Published August 2022
OpenSearch includes a plugin for vector search. In this post, we introduce vector search and compare the different methods available.
We will also point you in the right direction for example code. For personalized help, contact us to learn more about our OpenSearch support services.
What is vector search?
Here’s the ELI5 version:
Vector search compares data points to identify the most similar results.
For a more text-book definition:
Vector search provides fast and accurate searching. It uses k-nearest neighbor (k-NN) to identify the nearest neighbors between points in a vector space. We will define vector space below.
Vector search is also sometimes referred to as vector similarity search.
What is vector search used for?
The classic use case for vector search is identifying similar products for a customer.

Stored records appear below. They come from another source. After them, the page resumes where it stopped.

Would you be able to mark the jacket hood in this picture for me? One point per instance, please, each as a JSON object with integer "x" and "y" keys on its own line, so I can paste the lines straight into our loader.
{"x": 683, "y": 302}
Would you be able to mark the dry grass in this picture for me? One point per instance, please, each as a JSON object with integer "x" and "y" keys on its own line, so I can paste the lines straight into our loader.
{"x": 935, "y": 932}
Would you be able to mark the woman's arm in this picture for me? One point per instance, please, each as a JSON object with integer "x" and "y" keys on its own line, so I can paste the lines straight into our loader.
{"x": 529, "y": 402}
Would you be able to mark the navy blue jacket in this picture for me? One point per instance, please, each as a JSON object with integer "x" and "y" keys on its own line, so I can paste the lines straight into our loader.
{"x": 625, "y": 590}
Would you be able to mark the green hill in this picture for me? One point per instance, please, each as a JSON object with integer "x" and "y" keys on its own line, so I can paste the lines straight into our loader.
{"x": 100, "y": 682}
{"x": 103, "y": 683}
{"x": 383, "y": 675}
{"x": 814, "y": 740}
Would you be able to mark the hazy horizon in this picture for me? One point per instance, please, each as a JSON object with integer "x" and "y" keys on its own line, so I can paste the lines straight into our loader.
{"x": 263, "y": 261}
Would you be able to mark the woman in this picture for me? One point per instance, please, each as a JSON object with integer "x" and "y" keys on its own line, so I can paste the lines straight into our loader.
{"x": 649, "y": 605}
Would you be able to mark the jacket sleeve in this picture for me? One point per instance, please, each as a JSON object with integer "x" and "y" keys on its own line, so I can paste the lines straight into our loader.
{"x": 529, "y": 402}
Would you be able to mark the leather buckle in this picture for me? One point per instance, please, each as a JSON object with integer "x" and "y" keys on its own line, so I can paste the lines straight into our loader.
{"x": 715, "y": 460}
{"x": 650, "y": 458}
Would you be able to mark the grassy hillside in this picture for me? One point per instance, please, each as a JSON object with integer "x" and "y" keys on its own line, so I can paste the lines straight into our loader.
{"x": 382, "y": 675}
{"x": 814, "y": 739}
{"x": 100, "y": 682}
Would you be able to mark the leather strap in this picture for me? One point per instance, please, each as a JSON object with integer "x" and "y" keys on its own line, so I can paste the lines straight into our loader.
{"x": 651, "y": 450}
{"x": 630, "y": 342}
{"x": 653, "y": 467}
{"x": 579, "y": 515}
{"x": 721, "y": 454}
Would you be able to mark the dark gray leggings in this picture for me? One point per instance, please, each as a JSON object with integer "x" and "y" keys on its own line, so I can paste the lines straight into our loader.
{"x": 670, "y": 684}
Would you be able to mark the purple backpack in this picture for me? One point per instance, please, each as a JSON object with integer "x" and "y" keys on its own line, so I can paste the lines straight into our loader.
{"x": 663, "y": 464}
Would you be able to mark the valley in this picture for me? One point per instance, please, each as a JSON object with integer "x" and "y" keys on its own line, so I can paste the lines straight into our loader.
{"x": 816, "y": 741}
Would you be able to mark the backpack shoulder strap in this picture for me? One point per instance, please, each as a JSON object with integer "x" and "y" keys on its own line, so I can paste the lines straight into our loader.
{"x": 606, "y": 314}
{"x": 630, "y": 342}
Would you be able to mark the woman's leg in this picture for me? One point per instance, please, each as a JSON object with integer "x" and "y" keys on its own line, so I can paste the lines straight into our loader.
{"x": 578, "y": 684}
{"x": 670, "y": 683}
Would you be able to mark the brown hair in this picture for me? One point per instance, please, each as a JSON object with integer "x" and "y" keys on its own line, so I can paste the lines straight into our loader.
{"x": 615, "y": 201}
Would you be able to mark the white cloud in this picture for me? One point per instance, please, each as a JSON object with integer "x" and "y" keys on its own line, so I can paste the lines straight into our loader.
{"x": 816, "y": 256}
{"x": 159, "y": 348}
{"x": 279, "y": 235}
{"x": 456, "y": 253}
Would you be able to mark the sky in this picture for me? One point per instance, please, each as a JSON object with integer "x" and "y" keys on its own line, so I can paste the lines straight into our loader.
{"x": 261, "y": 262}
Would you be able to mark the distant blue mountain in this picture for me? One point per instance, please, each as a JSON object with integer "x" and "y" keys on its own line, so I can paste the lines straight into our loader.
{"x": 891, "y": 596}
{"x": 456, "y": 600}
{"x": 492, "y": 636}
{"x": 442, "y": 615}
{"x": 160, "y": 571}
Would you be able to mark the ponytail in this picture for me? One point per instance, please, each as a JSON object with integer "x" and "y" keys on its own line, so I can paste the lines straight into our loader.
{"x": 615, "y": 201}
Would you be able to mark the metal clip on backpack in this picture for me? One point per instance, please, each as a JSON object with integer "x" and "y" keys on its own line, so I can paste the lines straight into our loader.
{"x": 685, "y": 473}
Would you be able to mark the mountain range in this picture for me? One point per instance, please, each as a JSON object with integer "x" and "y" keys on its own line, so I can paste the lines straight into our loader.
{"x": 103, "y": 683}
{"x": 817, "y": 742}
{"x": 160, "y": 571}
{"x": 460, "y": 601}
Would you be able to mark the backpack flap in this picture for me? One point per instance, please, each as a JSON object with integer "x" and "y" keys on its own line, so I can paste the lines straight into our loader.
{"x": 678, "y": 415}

For instance, when shopping in an online store, next to the item a customer explicitly searches for will be similar items.
Another example is with video streaming services. Streaming services will show users similar shows to the one(s) they’re are already watching.
What is k-NN?
Vector search for OpenSearch uses k-Nearest Neighbor (k-NN). k-NN is an algorithm that searches for the most similar entries to a query across a database.
What is vector space?
Each item in a database can have many parameters. For instance, text-based documents will likely contain the following parameters:
- List of words they contain
- Date collected
- Name of sender and receiver
Each of these parameters is a dimension within the vector space.
Each dimension is a point of classification for the stored data. And vector search uses these dimensions/parameters to identify nearest neighbors.
OpenSearch Plugin for Vector Search
OpenSearch has a vector search plugin included with the installation. The plugin provides three methods for obtaining nearest neighbors within your data set. The choice of three methods is great for users because you can balance speed and accuracy.
Approximate k-NN. This method is ideal for large indices (100k vectors or more). It is a low-latency approach and is scalable.
Yet, its fast performance compromises search accuracy. It also does not support pre-filtering.
Script Score k-NN. Script Score is a brute force, exact k-NN search. With brute force search the algorithm completes an exhaustive search. Brute force examines all possible solutions. This approach is more accurate than Approximate k-NN. But, it results in high latencies for large datasets.
Script Score allows you to search on a subset of your vectors, also known as pre-filter search. And it can also support binary fields.
Painless Extensions. This is a custom method for complex use cases. As with Script Score, Painless Extensions is a brute force, exact k-NN search. And it allows for pre-filtering.
The Painless Extensions method also supports the use of distance functions. There are many different methods for calculating the distance between two points. The choice of distance function can improve classification accuracy.
Let’s illustrate how a distance function can impact nearest neighbor determination. We will consider the Euclidean distance and Manhattan distance for this demonstration.
The figure below shows two methods for measuring distance between points A and B.
Euclidean distance is the shortest (diagonal) path between two points. Manhattan (or taxicab) distance is the absolute distance between two points.
Running k-NN using Euclidean vs Manhattan distance will return different results. This is because the measure for distance produces different nearest neighbors.